Es werden anerkannte Lehrmittel verwendet
und übersichtliche Zusammenfassungen abgegeben. Der Präsenzunterricht dient der
Vertiefung; für das Selbststudium muss ebensoviel Zeit aufgewendet werden.
Die Studierenden lernen anhand von
Unterlagen und Literatur das Wesentliche in vorgegebener Dosierung. In
Diskussionen, Fallbeispielen und Seminarien wird der Stoff vertieft und mit der
Praxis verbunden.
Ein wichtiges Anliegen ist das
Teamverhalten der Studierenden. Das Arbeiten in Gruppen wird deshalb in den
verschiedenen Fächern gefördert.
Interdisziplinärer Unterricht
● Einzelne Ausbildungsmodule werden in
Zusammenarbeit mit dem Studiengang Maschinentechnik durchgeführt
● Indem die Dozierenden ausnahmslos nebenamtlich
tätig und hauptberuflich leitende Ingenieure in der Industrie, in
Ingenieurbüros oder Forschungsanstalten sind, werden die Studierenden in
unterschiedlicher Form sowohl an interdisziplinären wie auch an internationalen
und interkulturellen Projekten direkt und indirekt beteiligt
Erweiterter Leistungsauftrag
Die „Angewandte Forschung + Entwicklung“
(aF+E) des Studiengangs Elektrotechnik baut auf der speziellen Struktur unserer
Dozentenschaft auf. Die Einbindung der Studierenden in die aF+E geschieht
direkt über den aktiven Bezug der einzelnen Dozenten zu Projekten der Praxis
oder aber über die Begleitung laufender nationaler und EU-Forschungsprojekte,
im Sinne eines „aktiven Forschungszuschauens“. Dazu gehören die Anwesenheit bei
Versuchen und die weitergehende Information zur Entwicklung einzelner
Forschungsprojekte, eigene Workshops zusammen mit der Industrie (z.B. ABB,
Kabelindustrie, Militärindustrie, TECAN, PHONAK, LEICA Geosys, Mettler Toledo,
u.a.m.) oder bewusst ausgewählte Themen bei der Intensivwoche.

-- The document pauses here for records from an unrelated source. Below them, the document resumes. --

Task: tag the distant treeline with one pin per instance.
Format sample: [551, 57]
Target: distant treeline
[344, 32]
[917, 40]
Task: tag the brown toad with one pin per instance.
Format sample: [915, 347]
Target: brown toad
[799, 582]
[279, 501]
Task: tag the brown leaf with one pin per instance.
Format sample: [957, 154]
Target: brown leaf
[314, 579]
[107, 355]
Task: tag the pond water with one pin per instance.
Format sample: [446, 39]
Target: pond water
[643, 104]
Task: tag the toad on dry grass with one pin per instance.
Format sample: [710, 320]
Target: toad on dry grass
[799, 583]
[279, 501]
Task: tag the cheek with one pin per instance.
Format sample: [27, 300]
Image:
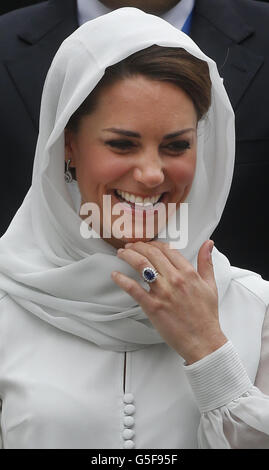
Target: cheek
[183, 171]
[100, 166]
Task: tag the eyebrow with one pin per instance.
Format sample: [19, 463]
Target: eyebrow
[136, 134]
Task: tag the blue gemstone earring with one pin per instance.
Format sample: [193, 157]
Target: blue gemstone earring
[68, 175]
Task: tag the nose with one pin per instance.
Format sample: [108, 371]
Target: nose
[149, 171]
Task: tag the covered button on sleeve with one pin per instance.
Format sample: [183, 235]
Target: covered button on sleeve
[128, 444]
[128, 434]
[128, 398]
[128, 421]
[129, 409]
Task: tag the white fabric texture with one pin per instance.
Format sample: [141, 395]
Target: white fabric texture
[66, 328]
[176, 16]
[55, 273]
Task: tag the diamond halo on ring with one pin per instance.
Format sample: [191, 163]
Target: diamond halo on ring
[149, 274]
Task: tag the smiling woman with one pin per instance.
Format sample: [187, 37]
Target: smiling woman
[119, 148]
[145, 346]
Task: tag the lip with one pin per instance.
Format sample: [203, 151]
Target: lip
[138, 194]
[131, 209]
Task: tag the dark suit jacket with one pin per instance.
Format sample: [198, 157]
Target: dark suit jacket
[233, 32]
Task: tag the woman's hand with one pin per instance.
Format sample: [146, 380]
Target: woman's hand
[182, 303]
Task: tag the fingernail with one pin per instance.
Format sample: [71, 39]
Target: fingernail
[210, 248]
[128, 245]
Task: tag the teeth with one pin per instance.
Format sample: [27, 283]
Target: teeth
[137, 199]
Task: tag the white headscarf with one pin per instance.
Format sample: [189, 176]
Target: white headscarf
[45, 265]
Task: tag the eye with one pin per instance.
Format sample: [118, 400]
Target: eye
[178, 146]
[120, 144]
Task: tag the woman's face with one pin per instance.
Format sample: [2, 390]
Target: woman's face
[124, 145]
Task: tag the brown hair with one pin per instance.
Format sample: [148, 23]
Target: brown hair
[169, 64]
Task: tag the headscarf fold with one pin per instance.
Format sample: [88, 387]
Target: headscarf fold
[46, 266]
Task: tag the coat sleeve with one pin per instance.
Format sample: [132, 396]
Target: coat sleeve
[1, 442]
[234, 412]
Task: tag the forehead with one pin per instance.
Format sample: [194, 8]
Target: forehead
[142, 98]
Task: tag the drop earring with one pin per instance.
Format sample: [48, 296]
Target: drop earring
[68, 175]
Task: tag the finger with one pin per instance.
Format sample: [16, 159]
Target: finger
[204, 263]
[140, 295]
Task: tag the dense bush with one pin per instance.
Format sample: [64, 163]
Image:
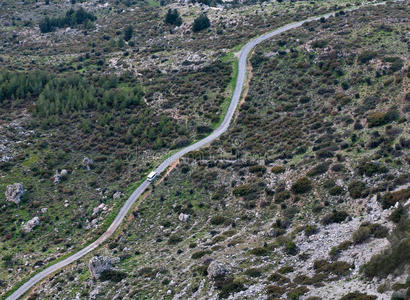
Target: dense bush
[275, 291]
[174, 239]
[218, 220]
[244, 189]
[336, 190]
[358, 189]
[378, 118]
[358, 296]
[311, 230]
[336, 250]
[278, 169]
[301, 186]
[390, 198]
[15, 85]
[366, 56]
[173, 18]
[201, 253]
[253, 272]
[370, 168]
[257, 169]
[259, 251]
[385, 263]
[335, 217]
[319, 169]
[128, 32]
[228, 285]
[398, 214]
[337, 267]
[112, 275]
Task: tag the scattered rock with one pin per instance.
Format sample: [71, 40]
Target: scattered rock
[97, 210]
[87, 162]
[57, 178]
[218, 269]
[117, 195]
[99, 264]
[14, 192]
[28, 227]
[183, 217]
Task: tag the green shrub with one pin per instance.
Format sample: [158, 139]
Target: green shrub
[201, 253]
[391, 259]
[174, 239]
[275, 291]
[361, 234]
[319, 169]
[244, 189]
[282, 196]
[358, 296]
[278, 169]
[336, 190]
[173, 18]
[218, 220]
[280, 279]
[398, 214]
[390, 198]
[257, 169]
[366, 56]
[259, 251]
[285, 270]
[378, 118]
[358, 189]
[335, 217]
[228, 285]
[112, 275]
[253, 272]
[370, 168]
[297, 292]
[200, 23]
[336, 250]
[311, 230]
[301, 186]
[337, 268]
[291, 248]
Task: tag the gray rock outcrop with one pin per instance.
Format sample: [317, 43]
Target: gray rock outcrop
[217, 269]
[87, 162]
[29, 226]
[14, 192]
[183, 217]
[99, 264]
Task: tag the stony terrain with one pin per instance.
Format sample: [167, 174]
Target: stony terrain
[306, 196]
[295, 201]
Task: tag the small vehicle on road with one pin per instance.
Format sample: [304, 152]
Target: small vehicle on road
[152, 176]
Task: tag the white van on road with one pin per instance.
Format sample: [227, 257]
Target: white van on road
[152, 176]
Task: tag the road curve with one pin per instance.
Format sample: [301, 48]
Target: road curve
[244, 52]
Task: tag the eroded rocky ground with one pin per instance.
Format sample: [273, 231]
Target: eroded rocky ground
[305, 197]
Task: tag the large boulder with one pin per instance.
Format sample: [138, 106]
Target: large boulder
[14, 192]
[217, 269]
[99, 264]
[87, 162]
[183, 217]
[28, 227]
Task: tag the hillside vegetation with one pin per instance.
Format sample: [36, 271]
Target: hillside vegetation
[306, 195]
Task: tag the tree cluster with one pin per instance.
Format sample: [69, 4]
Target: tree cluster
[201, 23]
[71, 18]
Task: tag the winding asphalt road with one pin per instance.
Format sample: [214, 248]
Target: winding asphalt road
[167, 162]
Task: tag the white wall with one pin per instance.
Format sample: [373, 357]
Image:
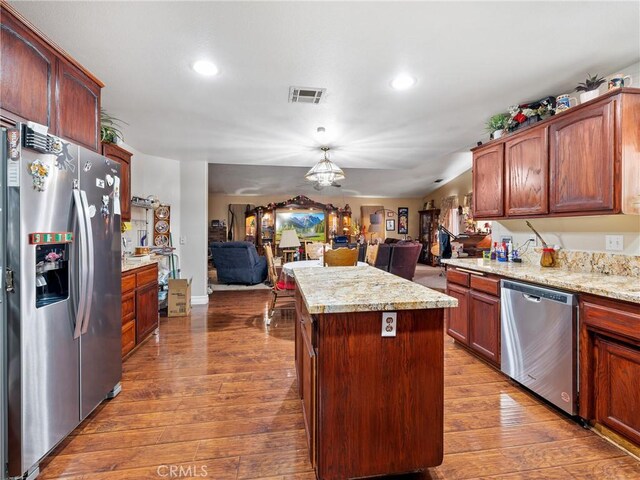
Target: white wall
[218, 205]
[576, 233]
[157, 176]
[193, 212]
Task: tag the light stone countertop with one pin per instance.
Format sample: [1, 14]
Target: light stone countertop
[612, 286]
[364, 289]
[128, 266]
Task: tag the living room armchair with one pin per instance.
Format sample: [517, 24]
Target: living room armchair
[404, 258]
[238, 262]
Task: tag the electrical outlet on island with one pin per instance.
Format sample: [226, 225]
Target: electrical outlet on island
[614, 243]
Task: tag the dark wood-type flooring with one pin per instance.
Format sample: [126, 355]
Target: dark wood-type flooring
[215, 394]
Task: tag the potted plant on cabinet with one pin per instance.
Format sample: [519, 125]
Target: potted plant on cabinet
[110, 128]
[589, 88]
[496, 125]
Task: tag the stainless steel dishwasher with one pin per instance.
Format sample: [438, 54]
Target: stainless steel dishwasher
[539, 341]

Indem neben der
unmittelbaren Forschung aber auch elektrotechnische Produkte mittelbar selbst
der Sammelpunkt für angewandte Forschung und Entwicklung sind, ist der geforderte
Transfer zwischen Forschung und Lehre optimal gewährleistet. Die vorgegebene
primäre Zielsetzung der Befruchtung des Unterrichts mit den Forschungsinhalten
wird durch die unmittelbare personelle wie geographische Nähe zu den
Forschungsanstalten der ETH, EMPA und PSI ohne den Aufbau einer eigenen teuren
Infrastruktur erreicht.
Mit verschiedenen Fachhochschulen bestehen bei der Forschung in
unterschiedlichen Bereichen Kooperationen in den Bereichen E-Learning,
Elektromagnetische Verträglichkeit, Mechatronik, usw.